Growing up in a single-parent home in West Concord, Minnesota—a rural town of about 700—Annemarie Eayrs ’17 considered Carleton a world away from what her life would look like post high school. But thanks to the Malcolm J. Nelson Endowed Scholarship Fund, that world opened up to her.

“It felt like home,” she says, immediately happy with her new place in life at Carleton. Along her journey toward graduation, she formed a close-knit group of friends, sang in choirs, gave archery a try, and found a new love of dance through the student group Ebony (now called Synchrony).

“I’ve had a lot of growth academic-wise, but also awareness-wise,” Eayrs says. “The learning I’ve done outside of the classroom I may carry with me even more than the academics.”

As Carleton became part of Eayrs’s world, it offered her access to an even wider world, one she says was also once unimaginable. She studied abroad in Ireland, learned to speak Chinese, and fell in love with Asian-American literature as she worked her way through an English major. She also completed two internships, one with Coffee House Press and another with Environment Minnesota. She credits Carleton for both—the advice of her English professors helped her write a strong application essay to Coffeehouse, and the confidence she’d found on campus gave her the willingness to try something completely out of her realm.

When she leaves campus in May, Eayrs hopes to begin having a positive impact on the larger world around her. She plans to work in publishing and is particularly interested in giving voice to writers not traditionally well-represented in the literary world. “This is more important now than ever,” she says.

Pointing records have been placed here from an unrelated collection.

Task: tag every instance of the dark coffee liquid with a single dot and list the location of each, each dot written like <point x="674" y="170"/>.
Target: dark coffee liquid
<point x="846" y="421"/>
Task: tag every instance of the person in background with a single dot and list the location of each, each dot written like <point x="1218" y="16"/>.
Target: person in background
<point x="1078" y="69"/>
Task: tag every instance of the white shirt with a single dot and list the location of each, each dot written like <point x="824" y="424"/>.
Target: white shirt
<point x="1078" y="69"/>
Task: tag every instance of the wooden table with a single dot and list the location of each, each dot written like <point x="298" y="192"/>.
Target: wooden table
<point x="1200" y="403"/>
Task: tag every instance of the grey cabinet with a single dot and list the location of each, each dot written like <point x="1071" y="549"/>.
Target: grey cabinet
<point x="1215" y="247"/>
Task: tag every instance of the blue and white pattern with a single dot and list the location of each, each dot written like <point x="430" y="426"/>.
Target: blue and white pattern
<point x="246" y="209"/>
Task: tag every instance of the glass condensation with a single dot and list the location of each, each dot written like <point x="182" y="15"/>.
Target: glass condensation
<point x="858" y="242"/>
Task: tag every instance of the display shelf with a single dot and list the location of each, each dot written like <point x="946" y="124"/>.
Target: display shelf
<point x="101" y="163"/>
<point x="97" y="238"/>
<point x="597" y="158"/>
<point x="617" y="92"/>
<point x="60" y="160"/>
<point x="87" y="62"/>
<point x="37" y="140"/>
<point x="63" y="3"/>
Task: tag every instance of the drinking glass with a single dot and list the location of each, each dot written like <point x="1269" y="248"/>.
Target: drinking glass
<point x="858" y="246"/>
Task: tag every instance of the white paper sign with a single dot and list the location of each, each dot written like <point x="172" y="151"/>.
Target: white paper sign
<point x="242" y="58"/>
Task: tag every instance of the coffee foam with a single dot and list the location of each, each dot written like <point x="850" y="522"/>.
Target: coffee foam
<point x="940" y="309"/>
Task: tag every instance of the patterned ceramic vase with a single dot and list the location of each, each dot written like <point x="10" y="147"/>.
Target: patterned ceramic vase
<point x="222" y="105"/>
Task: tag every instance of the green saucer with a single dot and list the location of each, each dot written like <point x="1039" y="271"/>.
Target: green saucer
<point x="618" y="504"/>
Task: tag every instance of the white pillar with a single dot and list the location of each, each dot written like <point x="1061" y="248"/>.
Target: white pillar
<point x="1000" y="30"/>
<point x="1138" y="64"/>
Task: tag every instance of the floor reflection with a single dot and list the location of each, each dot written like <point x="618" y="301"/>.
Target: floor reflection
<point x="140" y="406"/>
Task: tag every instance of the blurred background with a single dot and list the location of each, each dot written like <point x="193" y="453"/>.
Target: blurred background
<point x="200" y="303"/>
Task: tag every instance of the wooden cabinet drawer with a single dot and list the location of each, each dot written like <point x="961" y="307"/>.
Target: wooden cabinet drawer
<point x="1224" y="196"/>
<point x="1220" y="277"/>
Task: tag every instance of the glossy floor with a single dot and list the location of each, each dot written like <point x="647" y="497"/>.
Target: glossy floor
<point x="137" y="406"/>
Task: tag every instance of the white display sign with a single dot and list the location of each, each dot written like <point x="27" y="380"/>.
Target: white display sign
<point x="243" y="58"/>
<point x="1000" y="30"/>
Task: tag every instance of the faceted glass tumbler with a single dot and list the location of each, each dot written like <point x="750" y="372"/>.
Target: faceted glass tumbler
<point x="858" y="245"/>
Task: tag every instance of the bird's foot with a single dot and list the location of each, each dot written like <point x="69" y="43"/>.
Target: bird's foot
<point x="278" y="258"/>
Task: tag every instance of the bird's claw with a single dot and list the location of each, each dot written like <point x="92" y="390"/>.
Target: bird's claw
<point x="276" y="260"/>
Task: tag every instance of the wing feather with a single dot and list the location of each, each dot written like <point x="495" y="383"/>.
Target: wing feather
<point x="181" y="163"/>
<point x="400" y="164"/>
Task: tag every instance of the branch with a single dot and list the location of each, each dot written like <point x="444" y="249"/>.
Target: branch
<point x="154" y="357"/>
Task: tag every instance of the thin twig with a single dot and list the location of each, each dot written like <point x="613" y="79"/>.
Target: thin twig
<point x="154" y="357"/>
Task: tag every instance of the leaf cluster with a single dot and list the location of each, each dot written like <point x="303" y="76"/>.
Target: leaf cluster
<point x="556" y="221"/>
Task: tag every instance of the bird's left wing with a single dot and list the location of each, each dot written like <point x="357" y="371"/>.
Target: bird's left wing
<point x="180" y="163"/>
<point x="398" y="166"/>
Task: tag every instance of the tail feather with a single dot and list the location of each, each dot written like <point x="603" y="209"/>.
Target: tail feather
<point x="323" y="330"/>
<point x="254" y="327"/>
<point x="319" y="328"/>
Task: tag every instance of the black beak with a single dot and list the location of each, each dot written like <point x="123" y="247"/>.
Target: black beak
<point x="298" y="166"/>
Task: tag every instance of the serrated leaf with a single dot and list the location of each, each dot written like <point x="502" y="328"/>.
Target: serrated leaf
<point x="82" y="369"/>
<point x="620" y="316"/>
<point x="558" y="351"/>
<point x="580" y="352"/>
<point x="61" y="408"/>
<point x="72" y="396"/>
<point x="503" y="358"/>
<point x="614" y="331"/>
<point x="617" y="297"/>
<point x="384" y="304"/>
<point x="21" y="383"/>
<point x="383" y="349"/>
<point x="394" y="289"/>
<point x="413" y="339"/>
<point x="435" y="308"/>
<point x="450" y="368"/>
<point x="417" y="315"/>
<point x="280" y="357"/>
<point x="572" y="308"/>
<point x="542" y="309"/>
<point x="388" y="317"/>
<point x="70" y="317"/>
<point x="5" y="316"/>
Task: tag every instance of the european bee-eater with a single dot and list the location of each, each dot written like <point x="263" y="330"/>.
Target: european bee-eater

She believes many of her fellow classmates will also impact the world, and this is why financial aid is so important to her. “Scholarships and grants ensure everyone—including people from single-parent homes, people of color, people of lower socioeconomic means, people from across the country—can come here and then go out and make a change,” she says. “The significance of financial aid is much larger than our campus and our experiences here—it’s really about getting people to impact the world.”